In the U.S., the bottleneck is often complexity—how do we do the most advanced surgery with the best outcomes? In much of the world, the bottleneck is access itself. A patient might travel for days to reach a surgeon, only to find the operating room isn't equipped, or there's no anesthesiologist, or the surgeon has never done that particular operation. Late diagnosis is common because screening doesn't exist.
Your current work involves artificial intelligence and nurse navigators. How does that address disparities?
A nurse navigator can help a patient understand their diagnosis, connect them to care, remove barriers like transportation or language. AI can help predict who's at highest risk, who might be lost to follow-up, where the system is failing. Together, they create a pathway that doesn't depend on a patient knowing exactly what to do or having resources we assume everyone has.
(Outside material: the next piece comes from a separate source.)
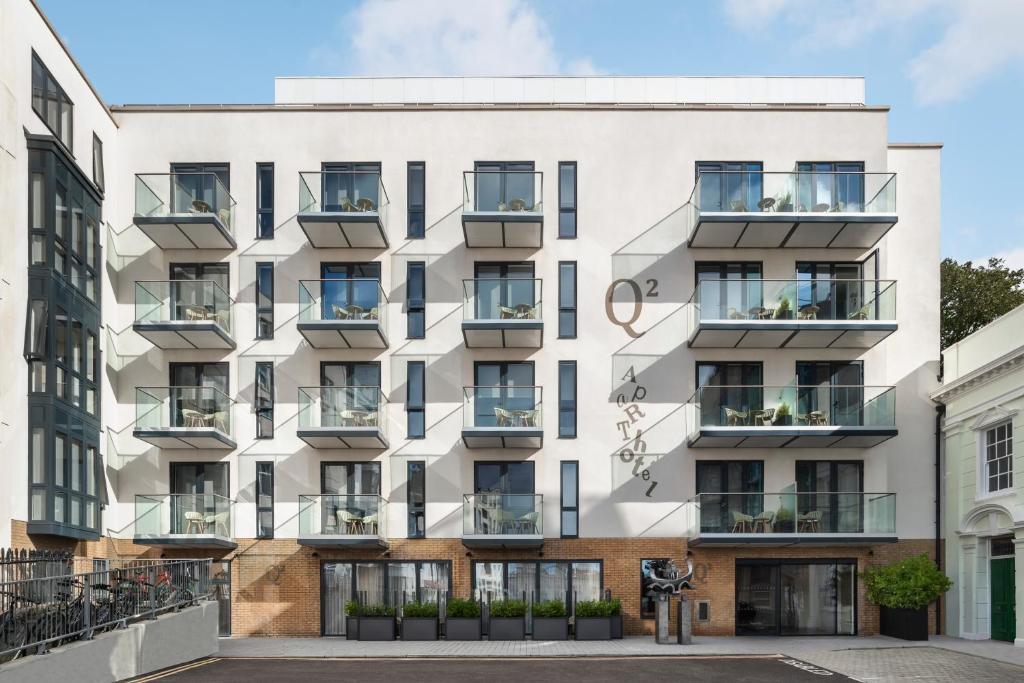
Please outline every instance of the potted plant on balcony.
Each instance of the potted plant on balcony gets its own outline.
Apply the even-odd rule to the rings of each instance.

You have 8,300 citations. That's a lot of influence. Does that change how you approach the work?
It means people are listening. But citations are only meaningful if they lead to change—if a hospital in Ethiopia uses your quality improvement framework, if a surgeon in Pakistan adopts a technique you've published, if a patient gets better care because of something you discovered. That's the real measure.
What does it mean to you that surgical oncology is being recognized as essential to global cancer control?
For decades, surgery was sometimes treated as secondary—something you did after chemotherapy or radiation. But cancer is a surgical disease. You can't cure most solid tumors without removing them. In low-resource settings, that's often the only tool available. Recognizing surgery as essential means funding it, training for it, building infrastructure for it. It means cancer control is incomplete without it.